The provider was involved in a variety of cross collaborative working projects. For example, they worked across twenty-eight CCGs in London and through regular meetings with them and other partners, and patient feedback they had extended their women’s sexual health treatments. They said their next step was to provide treatment for sexually transmitted throat infections as well. These modifications to the service reduced the need for certain patients to attend a clinic, therefore improving the burden on the clinic and increasing patient satisfaction.

There was a clear, systematic and proactive approach to seeking out and embedding new and more sustainable models of care. The provider was part of the Sexual Health London (SHL) joint commissioning model, where they had regular meetings which had allowed them to improve the process of follow-up and referring patients back to NHS clinics. This is the first collaborative commissioning model across the United Kingdom. They were also a member of a steering group developing guidelines on standards for online and remote providers of sexual and reproductive health services

There was also a strong record of sharing work locally and nationally. The provider had been invited to present work about their service and people’s care and treatment outcomes at several international and national academic conferences that were associated with credible external bodies such as the International Union against Sexually Transmitted Infections (IUSTI), British Association for Sexual Health and HIV (BASHH). European Society for Sexual Medicine and King’s Fund.

They had given a presentation at the Faculty Sexual Reproductive Health (FSRH) annual scientific meeting in 2018 and had a poster presentation at the King’s Fund annual conference for sharing learning and promoting safe remote prescribing practices. They provided clinical advice for the ' ID Verification Standards for Digital Services Provider Input with for CQC Oversight document and were due to present at FSRH "Contraceptive Choices" conference in November 2019.

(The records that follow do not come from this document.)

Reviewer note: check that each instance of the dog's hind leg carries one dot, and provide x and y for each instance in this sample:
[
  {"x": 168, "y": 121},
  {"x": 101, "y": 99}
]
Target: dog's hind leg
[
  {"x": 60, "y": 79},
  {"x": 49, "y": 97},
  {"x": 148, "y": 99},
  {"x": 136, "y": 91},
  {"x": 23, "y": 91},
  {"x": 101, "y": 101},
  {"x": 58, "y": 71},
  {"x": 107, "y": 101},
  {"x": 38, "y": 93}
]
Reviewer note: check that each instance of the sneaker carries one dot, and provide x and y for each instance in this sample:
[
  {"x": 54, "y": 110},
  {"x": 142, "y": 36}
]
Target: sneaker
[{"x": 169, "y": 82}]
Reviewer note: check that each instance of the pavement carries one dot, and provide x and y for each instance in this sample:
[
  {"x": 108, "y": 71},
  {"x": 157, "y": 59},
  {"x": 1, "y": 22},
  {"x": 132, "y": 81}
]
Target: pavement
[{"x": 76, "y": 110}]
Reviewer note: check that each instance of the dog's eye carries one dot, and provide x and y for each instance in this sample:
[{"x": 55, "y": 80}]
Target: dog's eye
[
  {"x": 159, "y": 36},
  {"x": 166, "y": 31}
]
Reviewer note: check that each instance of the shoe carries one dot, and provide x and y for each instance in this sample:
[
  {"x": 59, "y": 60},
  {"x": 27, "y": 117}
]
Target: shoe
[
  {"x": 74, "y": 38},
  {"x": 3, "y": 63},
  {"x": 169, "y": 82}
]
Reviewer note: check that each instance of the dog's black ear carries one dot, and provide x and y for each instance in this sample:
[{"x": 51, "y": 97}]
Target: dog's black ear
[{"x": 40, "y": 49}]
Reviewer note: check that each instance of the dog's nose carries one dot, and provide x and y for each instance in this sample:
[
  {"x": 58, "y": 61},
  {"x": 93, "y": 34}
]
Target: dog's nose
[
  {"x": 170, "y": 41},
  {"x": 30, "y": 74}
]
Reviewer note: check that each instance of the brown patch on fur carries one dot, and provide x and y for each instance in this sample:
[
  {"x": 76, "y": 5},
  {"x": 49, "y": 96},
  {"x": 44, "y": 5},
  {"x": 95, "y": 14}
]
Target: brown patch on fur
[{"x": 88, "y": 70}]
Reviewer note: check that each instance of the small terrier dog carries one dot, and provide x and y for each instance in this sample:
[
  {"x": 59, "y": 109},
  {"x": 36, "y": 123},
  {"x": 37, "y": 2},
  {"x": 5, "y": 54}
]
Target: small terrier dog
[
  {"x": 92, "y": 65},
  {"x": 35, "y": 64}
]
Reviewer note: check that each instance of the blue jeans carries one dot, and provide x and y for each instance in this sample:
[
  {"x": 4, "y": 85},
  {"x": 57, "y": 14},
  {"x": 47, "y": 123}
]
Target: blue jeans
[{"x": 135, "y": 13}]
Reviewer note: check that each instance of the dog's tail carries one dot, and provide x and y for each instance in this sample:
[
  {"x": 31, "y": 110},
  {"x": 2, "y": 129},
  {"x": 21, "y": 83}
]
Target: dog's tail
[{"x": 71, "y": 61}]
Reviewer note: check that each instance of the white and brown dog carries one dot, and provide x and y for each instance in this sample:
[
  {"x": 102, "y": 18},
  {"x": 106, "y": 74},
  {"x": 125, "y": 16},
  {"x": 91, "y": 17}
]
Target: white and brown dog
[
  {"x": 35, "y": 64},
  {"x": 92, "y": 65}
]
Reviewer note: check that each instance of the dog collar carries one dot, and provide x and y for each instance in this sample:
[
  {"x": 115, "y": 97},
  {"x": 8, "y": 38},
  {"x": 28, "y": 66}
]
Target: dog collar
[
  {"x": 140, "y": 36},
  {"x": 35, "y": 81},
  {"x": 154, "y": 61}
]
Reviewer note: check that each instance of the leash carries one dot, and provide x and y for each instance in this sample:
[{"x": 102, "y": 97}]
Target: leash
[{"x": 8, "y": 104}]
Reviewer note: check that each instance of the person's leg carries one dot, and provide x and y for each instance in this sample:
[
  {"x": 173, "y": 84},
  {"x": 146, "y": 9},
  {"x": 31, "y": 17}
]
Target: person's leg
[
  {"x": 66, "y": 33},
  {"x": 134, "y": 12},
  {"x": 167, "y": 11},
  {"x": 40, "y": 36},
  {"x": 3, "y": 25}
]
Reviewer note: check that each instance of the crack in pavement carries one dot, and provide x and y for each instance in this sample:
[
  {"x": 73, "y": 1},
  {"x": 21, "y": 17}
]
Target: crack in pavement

The provider told us they strove to ensure their digital consultations reflect the most recent national guidelines. They’re aim is to provide holistic advice not only restricted to the condition for which the patient is consulting, but also for the patient’s general wellbeing. Therefore, advice and information should be given in digestible bite sized chunks throughout the interactive consultation as well as the information being saved in the patient record for later reference. We saw they had sponsored one of their GPs to develop an algorithm to progress this work.